Accordingly, there has been a growing need over the year for the designing of a domestic interior that meets our privacy, mental, emotional, and sensory needs, amidst the growing human disconnect, largely due to a rising technologically-savvy society. For this reason, humans endeavour to live in spaces that are a reflection of who they are (Gallagher, 2006).
The development of a sense of connectedness and by extension, promotion, and self-preservation, is thus essential, especially in the face of economic downturns, transitions, and displacements. While an individual may find it increasingly harder to manipulate the architecture of a built environment, he/she can however change its interior design elements with relative ease (Gallagher, 2006). For example, the mid-century style is characterised by a stylish, fun, no-fuss, and outdoor-oriented way of living, as evidenced by the Eameses’s home (Gallagher, 2006).

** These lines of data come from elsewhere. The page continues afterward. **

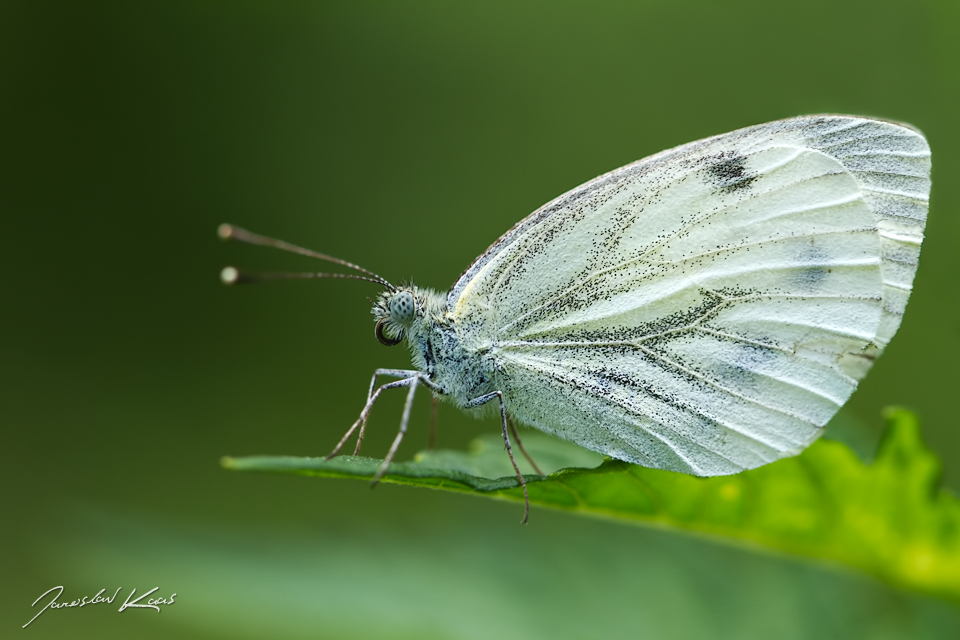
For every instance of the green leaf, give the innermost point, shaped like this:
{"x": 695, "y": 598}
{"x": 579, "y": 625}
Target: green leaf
{"x": 887, "y": 519}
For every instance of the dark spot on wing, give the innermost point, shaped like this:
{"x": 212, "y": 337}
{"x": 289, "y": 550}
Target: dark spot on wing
{"x": 730, "y": 172}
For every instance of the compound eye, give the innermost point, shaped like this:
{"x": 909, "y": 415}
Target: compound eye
{"x": 402, "y": 307}
{"x": 383, "y": 338}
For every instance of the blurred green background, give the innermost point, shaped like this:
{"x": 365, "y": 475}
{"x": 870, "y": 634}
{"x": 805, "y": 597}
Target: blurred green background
{"x": 406, "y": 137}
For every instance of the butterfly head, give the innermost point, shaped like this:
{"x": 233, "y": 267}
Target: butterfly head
{"x": 395, "y": 312}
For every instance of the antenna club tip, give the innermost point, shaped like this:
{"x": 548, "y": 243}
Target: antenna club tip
{"x": 229, "y": 275}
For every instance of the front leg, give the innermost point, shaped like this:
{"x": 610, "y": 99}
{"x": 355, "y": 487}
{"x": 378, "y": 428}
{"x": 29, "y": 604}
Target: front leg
{"x": 393, "y": 373}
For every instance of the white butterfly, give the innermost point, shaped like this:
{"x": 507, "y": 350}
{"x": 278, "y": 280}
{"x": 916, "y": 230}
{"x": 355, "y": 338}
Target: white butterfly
{"x": 704, "y": 310}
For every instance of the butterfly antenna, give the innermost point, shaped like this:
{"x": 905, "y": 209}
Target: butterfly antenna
{"x": 233, "y": 276}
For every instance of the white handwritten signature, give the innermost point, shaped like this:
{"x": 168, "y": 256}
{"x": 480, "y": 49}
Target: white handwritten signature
{"x": 152, "y": 603}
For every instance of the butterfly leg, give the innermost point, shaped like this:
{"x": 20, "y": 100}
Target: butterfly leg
{"x": 366, "y": 410}
{"x": 405, "y": 418}
{"x": 476, "y": 402}
{"x": 394, "y": 373}
{"x": 516, "y": 436}
{"x": 434, "y": 404}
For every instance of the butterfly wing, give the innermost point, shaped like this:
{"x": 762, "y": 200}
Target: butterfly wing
{"x": 709, "y": 308}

According to De Botton (2006),” the mid – century case study homes were buildings that spoke of honesty and ease, of a lack of inhibition and faith in the future and reminded the owners what they longed for in their hearts” (p. 144). Accordingly, certain styles of the built environment bear resemblance with the history and the prevailing mindset of the era in question and in this way, are indicative of a “vernacular building tradition” (Gallagher, 2006, p. 24). As a result, we are treated to pivotal thoughts, feelings, and experiences that define a very definite aspect of architecture.

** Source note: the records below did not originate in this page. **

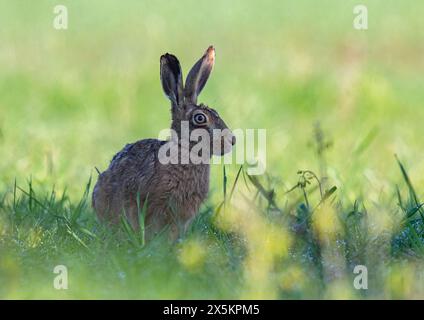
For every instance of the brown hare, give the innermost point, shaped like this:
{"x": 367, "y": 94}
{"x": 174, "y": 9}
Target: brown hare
{"x": 175, "y": 190}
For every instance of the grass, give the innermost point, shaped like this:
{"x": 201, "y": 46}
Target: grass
{"x": 344, "y": 181}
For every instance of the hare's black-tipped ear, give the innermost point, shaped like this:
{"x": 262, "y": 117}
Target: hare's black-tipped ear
{"x": 198, "y": 75}
{"x": 171, "y": 78}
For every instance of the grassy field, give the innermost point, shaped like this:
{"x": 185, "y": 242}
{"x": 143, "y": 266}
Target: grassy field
{"x": 345, "y": 104}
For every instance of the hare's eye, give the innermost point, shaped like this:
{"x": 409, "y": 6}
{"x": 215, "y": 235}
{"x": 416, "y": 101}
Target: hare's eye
{"x": 199, "y": 118}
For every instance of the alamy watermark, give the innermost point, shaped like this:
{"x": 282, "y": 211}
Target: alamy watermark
{"x": 200, "y": 145}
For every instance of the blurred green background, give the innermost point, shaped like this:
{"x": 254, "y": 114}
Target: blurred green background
{"x": 70, "y": 99}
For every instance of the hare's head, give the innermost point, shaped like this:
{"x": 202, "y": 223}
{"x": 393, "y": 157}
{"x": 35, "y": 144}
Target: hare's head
{"x": 185, "y": 110}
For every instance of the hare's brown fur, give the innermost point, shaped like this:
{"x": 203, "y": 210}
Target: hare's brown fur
{"x": 174, "y": 192}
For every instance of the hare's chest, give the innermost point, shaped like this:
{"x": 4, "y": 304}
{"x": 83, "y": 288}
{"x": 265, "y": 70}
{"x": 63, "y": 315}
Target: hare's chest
{"x": 185, "y": 187}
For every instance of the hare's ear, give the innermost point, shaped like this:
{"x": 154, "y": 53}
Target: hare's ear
{"x": 198, "y": 75}
{"x": 171, "y": 78}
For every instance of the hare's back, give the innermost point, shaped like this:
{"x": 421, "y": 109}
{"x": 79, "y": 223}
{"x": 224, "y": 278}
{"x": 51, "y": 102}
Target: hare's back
{"x": 137, "y": 159}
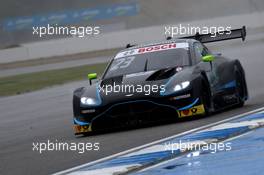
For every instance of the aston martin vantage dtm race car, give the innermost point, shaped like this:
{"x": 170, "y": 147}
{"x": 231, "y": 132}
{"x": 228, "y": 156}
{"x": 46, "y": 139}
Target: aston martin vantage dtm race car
{"x": 173, "y": 79}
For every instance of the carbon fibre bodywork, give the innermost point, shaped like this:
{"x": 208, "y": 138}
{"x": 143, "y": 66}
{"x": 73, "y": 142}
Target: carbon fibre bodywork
{"x": 212, "y": 86}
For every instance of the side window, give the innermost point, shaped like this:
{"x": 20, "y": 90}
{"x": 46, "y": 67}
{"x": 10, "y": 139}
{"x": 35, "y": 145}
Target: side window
{"x": 200, "y": 51}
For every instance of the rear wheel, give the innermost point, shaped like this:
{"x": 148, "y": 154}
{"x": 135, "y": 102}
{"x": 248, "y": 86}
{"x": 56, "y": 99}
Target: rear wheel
{"x": 206, "y": 97}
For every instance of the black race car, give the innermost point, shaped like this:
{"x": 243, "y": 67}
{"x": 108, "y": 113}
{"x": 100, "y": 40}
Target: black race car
{"x": 168, "y": 80}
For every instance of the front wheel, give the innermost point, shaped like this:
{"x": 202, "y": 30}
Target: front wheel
{"x": 240, "y": 89}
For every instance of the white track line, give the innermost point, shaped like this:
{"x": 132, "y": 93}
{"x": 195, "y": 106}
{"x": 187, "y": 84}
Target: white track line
{"x": 157, "y": 141}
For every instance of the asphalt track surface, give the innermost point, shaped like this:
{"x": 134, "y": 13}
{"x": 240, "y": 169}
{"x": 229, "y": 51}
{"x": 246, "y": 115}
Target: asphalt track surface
{"x": 47, "y": 115}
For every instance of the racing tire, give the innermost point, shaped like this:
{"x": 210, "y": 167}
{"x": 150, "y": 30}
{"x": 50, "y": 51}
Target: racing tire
{"x": 206, "y": 98}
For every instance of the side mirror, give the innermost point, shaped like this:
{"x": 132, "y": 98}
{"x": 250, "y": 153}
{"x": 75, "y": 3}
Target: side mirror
{"x": 91, "y": 77}
{"x": 208, "y": 58}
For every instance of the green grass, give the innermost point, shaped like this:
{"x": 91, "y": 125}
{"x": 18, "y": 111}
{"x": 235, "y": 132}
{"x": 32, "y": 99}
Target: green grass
{"x": 23, "y": 83}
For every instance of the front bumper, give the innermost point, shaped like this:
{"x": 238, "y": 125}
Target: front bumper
{"x": 137, "y": 111}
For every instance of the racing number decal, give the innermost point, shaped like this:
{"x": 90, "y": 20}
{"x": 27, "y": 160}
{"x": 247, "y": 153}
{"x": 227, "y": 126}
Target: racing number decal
{"x": 196, "y": 110}
{"x": 122, "y": 63}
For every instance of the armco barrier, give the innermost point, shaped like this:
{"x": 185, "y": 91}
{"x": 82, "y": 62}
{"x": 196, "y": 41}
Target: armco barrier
{"x": 118, "y": 39}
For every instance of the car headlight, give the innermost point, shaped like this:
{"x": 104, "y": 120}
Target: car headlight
{"x": 88, "y": 101}
{"x": 181, "y": 86}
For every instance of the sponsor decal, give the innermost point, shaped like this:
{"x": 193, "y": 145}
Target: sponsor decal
{"x": 196, "y": 110}
{"x": 154, "y": 48}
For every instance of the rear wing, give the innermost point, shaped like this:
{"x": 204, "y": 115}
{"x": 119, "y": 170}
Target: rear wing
{"x": 214, "y": 37}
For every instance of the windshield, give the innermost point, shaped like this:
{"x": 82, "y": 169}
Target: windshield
{"x": 156, "y": 60}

Over the years, historians and architects have endeavoured to explore the manner in which spatial organisation, design, and the furnishings of specific domestic dwellings inflect and impact ideologies and/or concepts of the home (Gallangher, 2006). Their findings indicate that the spatial organisation and design of domestic dwellings such that it not only influence the social attributes of such a society but also symbolise the forms of sociality that are unique to and/or are linked to a specific historical and cultural context (Mallett, 2004). Simply put, household furnishings, technologies, and designs, enable or hinder historical and cultural modes of relating “between the people who share these spaces” (Mallett, 2004, p. 66). Rybczynski (1987) offers a glimpse into the informal planning that characterised the Queen Anne house. According to Rybczynski, “The Victorians were faced with technical devices more innovative than our own, and
the ease with which they incorporated new technology into their homes without
sacrificing traditional comforts is instructive” (1987, p. 221). What this appears to suggest is that efficiency and convenience were key characteristic of the American home in the early 1900s.
In sum, Borzello’s ideation that we are intimately associated with the domestic interior in the same way we feel close to our clothes is a clear indication that the house and in particular, the home, personifies the psyche, body, and the self. The silent and invisible influences of interior design undergo a life cycle as do humans and in many ways, depict the feelings, and ideas of the people occupying these dwellings. For example, the nineteenth-century bourgeoisie the desire to interiorize was manifested in their choice of interior decoration and their relations with the outer world. Similarly, the mid-century style was outdoor-oriented and this evokes memories of a fun mode of living.